私は、3回目の滞在の時はあえてパスを使わなかった。入場までに並ばなくてはならないこともあったが、思い出の品を残せたので、これはこれで満足している。

写真は私のコレクションの一部♪


「カルトミュゼ」との違い

「パリ・ミュージアム・パス」が2006年3月に登場する以前は、「カルト ミュゼ モニュマン/Carte Mesees Monuments」 というものがあった。直訳すると「美術館 歴史建造物 カード」。通称「カルトミュゼ」と呼ばれていたもので、少し古いガイドブックなどを見ると載っているかもしれない。
基本的にこの2つは同じ目的を持って運用されているもので、カルトミュゼからパリ・ミュージアム・パスに移行した形なのだが、両者には決定的に違う点がひとつある。

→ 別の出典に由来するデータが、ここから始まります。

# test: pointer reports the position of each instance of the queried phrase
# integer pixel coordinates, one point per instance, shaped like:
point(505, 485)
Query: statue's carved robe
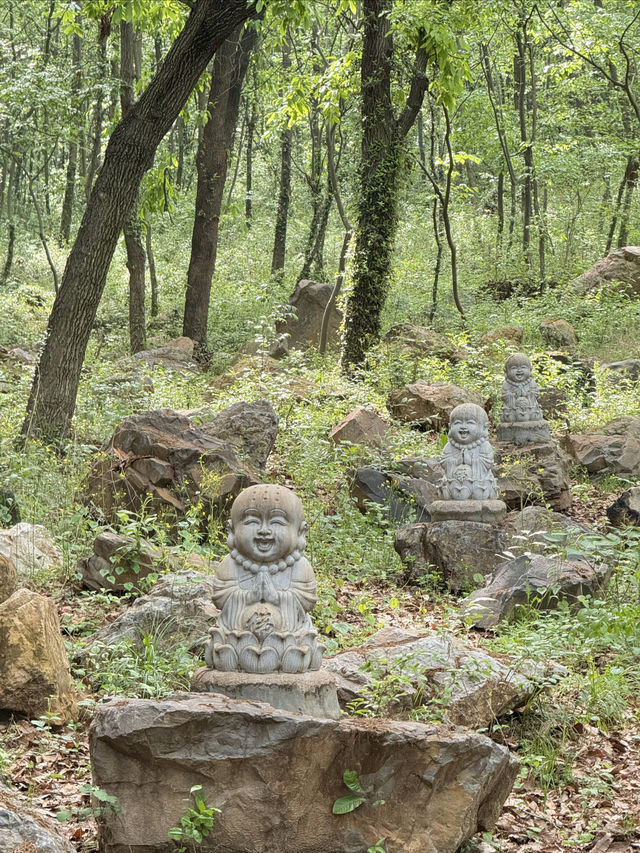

カルトミュゼは日程の区分が、1、3、5日券だったので、必要な人は1日券を2枚買って2日分、3日券と1日券で4日分、と組み合わせることが出来た。そうすると、1〜6日分をすべてカバー出来る。しかし、パリミュージアムパスに変わって、1日券がなくなってしまった。これを私はとても残念に感じている。2、4、6日券は、2、4、6 でしかないからである。
1日券の復活をひそかに希望している。


パリ・ミュージアム・パス まとめ

長々と書いてきたが、完結にまとめると、「パリ・ミュージアム・パスは便利なので、パリに行って観光する人におすすめ!」ということである。